Il termine OGM significa letteralmente Organismo geneticamente modificato. Con OGM si intendono soltanto gli organismi in cui parte del genoma sia stato modificato tramite le moderne tecniche di ingegneria genetica. Gli OGM vengono spesso indicati come organismi transgenici: i due termini non sono però sinonimi in quanto, il termine transgenesi si riferisce all’inserimento, nel genoma di un dato organismo, di geni provenienti da un organismo di specie diversa.

La modificazione del genoma è una tecnica antichissima che risale a 14mila anni fa con l’addomesticamento del cane.

Le tecniche per ottenere gli OGM, invece, sono relativamente recenti, le modifiche riguardanti caratteri facilmente controllabili tramite l’inserimento di uno o pochi geni che servono a fornire direttamente una data caratteristica (es. resistenza a una malattia).

Il dibattito sugli OGM non riguarda solo i rischi ambientali e per la salute, valutabili attraverso la ricerca scientifica, bensì l’introduzione, in particolare nel settore agroalimentare, di organismi geneticamente modificati, può avere potenziali conseguenze economiche e sociali sullo sviluppo delle aree ad economia agricola in cui vengono coltivati.

Tra pochi giorni l’EFSA pubblicherà il giudizio circa lo studio professor Gilles-Eric Seralini, dell’Università di Caen, in Francia, che ha denunciato la tossicità degli OGM. L’EFSA, chiaramente, darà un giudizio di valutazione insieme all’Agenzia di Sicurezza Alimentare.

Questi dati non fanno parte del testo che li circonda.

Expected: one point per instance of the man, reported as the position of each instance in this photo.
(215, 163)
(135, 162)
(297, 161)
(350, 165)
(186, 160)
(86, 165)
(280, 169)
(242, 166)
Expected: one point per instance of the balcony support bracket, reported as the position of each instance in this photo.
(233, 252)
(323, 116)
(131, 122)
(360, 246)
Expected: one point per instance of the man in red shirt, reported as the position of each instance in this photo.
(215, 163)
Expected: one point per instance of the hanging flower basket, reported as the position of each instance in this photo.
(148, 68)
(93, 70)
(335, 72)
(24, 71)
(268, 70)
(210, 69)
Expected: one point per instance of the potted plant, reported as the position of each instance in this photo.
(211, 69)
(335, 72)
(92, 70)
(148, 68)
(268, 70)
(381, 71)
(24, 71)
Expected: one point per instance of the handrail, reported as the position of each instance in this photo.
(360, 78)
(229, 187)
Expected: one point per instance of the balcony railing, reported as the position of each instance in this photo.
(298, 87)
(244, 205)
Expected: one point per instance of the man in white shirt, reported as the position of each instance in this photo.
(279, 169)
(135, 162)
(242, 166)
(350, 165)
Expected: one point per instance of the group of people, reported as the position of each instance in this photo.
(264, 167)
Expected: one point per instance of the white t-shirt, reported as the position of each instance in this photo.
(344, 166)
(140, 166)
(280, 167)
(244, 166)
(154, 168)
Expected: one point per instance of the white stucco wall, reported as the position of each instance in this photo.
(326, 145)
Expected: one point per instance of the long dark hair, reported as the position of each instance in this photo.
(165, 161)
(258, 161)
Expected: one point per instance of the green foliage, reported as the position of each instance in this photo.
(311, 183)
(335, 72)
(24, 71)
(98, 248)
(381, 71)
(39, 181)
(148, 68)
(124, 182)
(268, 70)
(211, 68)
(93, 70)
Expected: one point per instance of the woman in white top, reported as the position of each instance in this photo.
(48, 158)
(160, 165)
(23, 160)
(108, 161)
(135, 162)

In questi giorni, tra l’altro, diverse pubblicità sono state multate perché non veritiere né come spot né come lista ingredienti, poiché danno adito a dubbi e sono poco chiari. Un esempio per tutte le campagne pubblicitarie è dato dai, ben noti, flauti Mulino Bianco della Barilla.

Il regolamento CE 1924/2006 sostiene che la pubblicità non debba dar adito a dubbi. Lo spot, invece, recita “Non lo mangio perché è buono, lo mangio perché è sano“. La lista ingredienti e l’alta concentrazione di grassi saturi dimostrano però il contrario, nonostante la casa produttrice sostenga che la riduzione dei grassi sia del 10%.

Gli organismi, dei quali non conosciamo la provenienza, potrebbero essere dannosi e, nei casi più gravi, provocare malattie, per cui occhio alla lista ingredienti prima di acquistare.